Visit Sentosa, the area of fun
Better known for Universal Studios and its many hotels, Sentosa is free to visit so long as you're happy to result in the trek across the Sentosa Boardwalk from VivoCity shopping mall. Once there, you should use the monorail, trams and buses to whizz round the island free of charge. Beaches here are perfect for relaxing, and there are several nature treks to explore.
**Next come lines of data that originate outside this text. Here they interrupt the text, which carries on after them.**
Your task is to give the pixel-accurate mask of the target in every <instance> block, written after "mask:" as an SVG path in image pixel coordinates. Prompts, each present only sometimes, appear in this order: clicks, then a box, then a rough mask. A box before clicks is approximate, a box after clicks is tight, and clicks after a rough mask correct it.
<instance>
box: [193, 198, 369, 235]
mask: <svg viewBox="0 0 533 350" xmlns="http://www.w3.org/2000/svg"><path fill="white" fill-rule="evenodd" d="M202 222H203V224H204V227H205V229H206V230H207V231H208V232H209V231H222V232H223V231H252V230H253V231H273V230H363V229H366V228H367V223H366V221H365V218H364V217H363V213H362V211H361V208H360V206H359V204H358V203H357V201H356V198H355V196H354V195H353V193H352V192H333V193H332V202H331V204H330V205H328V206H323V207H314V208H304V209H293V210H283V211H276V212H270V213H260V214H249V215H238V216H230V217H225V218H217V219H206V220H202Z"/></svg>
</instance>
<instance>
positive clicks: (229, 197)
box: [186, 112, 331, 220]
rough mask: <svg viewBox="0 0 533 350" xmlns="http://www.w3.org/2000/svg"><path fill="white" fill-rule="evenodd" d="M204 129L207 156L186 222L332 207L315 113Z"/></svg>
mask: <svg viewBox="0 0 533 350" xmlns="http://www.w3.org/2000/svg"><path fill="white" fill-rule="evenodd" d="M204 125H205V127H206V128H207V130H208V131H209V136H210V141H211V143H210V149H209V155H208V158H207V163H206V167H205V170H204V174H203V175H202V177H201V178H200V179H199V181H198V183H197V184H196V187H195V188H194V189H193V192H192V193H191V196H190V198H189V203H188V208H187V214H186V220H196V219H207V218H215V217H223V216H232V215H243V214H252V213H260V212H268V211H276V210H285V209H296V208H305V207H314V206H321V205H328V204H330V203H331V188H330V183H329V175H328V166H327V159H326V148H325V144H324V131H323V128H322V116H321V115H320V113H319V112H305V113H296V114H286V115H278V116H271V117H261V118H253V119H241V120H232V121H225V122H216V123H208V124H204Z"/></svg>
Fort Siloso around the western tip from the island is Singapore's last remaining coastal fort with bunkers and relics of WWII guns, and is linked to a 11-storey high bridge offering spectacular views of the southern coastline.
Go wild for freebies at Changi Airport
Still got a couple of hours to kill before your flight home from Changi Airport? Have no fear, there is a startling quantity of freebies available with what is frequently voted the world's top airport. The centrepiece of the Jewel extension may be the Rain Vortex, a 40m high indoor waterfall this is the tallest in the world and encompassed by a startling quantity of greenery for an indoor space. There is a light and sound show every hour at night from 730pm -1130pm.
Even when you are checked in, you can go for a walk with the butterfly garden, chill at a TV lounge, or plonk into a massage chair. If you have five hours (or more) of transit time, you can even book onto a free city tour, though it has been suspended until further notice due to COVID-19.